Jade smiles. It is neither threatening nor comforting, although you cannot help but feel unsettled by her calm amusement.

“Most of the Family has turned their back on Mr. Sunday,” she comments, crossing her arms and tapping one nail against her arm. “Why haven’t you, I wonder? Surely, a mere subordinate wouldn’t be so loyal to a traitor of this degree.”

You know better than to answer her. After all, all of her questions are rhetorical - tests. She already knows their answers, she just wants to hear them come from your lips.

But you don’t give her that satisfaction. Your silence is answer enough.

You walk past her and come before a heavily armored vault door. A bit much, in your opinion, for a man who has spent the majority of his life asleep. But he is also the man who had taken control of the Asdana system and nearly ascended into Aeonhood, so this level of security is to be expected.
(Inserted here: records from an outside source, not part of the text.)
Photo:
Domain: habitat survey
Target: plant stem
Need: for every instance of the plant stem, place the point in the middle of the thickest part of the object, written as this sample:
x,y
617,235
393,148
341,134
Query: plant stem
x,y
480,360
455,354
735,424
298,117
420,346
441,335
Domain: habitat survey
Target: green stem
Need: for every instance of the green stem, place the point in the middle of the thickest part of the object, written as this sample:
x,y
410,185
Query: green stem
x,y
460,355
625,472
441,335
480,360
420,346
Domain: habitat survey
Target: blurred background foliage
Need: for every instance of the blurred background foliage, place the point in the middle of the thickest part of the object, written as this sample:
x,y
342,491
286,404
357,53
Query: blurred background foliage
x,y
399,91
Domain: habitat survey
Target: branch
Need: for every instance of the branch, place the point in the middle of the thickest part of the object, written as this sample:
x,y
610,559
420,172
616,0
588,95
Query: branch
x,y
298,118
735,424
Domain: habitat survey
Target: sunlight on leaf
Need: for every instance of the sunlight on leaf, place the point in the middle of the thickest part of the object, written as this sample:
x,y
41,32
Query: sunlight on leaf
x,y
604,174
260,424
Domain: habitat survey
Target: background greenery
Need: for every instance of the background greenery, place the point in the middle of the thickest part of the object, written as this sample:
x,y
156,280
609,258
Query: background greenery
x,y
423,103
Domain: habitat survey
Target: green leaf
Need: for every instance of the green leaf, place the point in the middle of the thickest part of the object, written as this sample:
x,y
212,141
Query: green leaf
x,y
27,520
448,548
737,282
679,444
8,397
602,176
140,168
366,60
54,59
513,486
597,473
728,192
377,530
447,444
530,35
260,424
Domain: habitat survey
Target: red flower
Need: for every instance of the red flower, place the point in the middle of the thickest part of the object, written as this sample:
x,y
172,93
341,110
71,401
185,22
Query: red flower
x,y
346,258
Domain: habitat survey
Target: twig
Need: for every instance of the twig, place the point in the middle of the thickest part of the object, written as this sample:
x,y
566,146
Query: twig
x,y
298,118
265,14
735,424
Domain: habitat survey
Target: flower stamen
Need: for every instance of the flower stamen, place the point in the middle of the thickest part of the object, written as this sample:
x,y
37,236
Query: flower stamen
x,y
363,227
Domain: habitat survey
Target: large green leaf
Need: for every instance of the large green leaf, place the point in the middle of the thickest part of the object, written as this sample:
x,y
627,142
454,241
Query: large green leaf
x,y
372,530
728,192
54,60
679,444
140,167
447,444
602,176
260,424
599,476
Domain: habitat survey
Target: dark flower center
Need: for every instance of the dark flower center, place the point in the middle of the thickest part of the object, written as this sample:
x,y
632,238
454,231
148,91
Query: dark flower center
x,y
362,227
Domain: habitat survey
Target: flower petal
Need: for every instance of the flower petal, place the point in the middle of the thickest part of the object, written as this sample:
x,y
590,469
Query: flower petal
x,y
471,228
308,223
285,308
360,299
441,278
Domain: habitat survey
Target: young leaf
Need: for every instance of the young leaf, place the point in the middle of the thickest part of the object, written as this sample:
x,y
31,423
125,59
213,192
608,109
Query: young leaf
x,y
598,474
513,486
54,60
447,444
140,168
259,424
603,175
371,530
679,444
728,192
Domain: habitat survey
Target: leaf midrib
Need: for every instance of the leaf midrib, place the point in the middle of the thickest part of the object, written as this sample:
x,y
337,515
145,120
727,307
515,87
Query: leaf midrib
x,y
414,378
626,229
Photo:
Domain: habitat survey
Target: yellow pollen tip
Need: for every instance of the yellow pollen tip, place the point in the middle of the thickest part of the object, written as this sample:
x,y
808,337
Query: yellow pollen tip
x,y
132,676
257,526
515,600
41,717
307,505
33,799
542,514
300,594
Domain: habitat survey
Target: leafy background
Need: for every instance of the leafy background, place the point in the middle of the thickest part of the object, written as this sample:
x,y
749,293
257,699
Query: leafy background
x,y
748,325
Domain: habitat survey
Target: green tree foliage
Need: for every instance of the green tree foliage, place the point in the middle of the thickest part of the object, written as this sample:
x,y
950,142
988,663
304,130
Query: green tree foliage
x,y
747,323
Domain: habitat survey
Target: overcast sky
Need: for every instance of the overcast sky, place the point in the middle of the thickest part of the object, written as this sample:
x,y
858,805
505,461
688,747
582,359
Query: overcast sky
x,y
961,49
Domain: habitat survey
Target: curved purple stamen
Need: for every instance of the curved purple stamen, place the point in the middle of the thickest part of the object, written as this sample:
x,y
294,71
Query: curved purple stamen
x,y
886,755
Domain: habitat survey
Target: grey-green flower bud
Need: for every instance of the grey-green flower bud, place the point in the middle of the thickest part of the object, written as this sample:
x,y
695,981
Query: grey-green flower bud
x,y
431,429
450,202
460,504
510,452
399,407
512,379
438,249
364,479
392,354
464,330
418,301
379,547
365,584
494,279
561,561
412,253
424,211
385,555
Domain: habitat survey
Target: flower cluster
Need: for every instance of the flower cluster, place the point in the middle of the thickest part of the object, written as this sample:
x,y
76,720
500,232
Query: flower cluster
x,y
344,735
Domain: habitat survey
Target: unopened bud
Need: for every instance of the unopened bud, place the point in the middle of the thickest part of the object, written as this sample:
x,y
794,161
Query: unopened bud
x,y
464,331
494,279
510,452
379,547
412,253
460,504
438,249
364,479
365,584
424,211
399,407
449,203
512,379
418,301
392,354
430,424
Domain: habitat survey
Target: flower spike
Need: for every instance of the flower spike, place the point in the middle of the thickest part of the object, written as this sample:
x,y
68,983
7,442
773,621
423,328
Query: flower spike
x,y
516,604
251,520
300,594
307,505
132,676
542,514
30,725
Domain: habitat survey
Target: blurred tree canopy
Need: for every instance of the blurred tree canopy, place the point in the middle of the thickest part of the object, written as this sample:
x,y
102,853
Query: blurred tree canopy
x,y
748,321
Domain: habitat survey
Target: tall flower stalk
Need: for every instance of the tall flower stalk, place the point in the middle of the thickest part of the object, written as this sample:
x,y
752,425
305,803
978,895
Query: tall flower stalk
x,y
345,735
Hundreds of locks and gears turn before the doors open with a hiss and a billowing of smoke. With a mental prayer to Xipe for strength, you step into the dark cell.

There’s little to no light in the small room, leaving you to wonder how Sunday had managed to stay sane all this time. You already know the cells are essentially soundproof, and with so little light, the Family’s prisoners were shut off from the rest of the world and their senses.

The brief rustle of chains catches your attention, and you turn your gaze to the iron throne at the center of the room.

Oh, how far he has fallen.

Once gleaming gold has lost its luster, reflecting not sympathy nor love like you had known them to, but defeat and a resigned acceptance. Fair skin has become drained and faded like that of a corpse. Feather-like hair, once so meticulously cared for, is ruined and frayed.

Bound are the hands that would never raise against another, and shackled are the wings that have never known flight. Caged is the bird who has known no other home; only now, his gilded shackles have become sullied, ugly, disdainful.

He is hollow, empty in every sense of the word - drained of what little vitality he once had.

“Sir,” comes your whisper. He doesn’t respond.

Your footsteps are heavy as you approach. Sunday’s head is bowed - something his pride would’ve never allowed back in the day.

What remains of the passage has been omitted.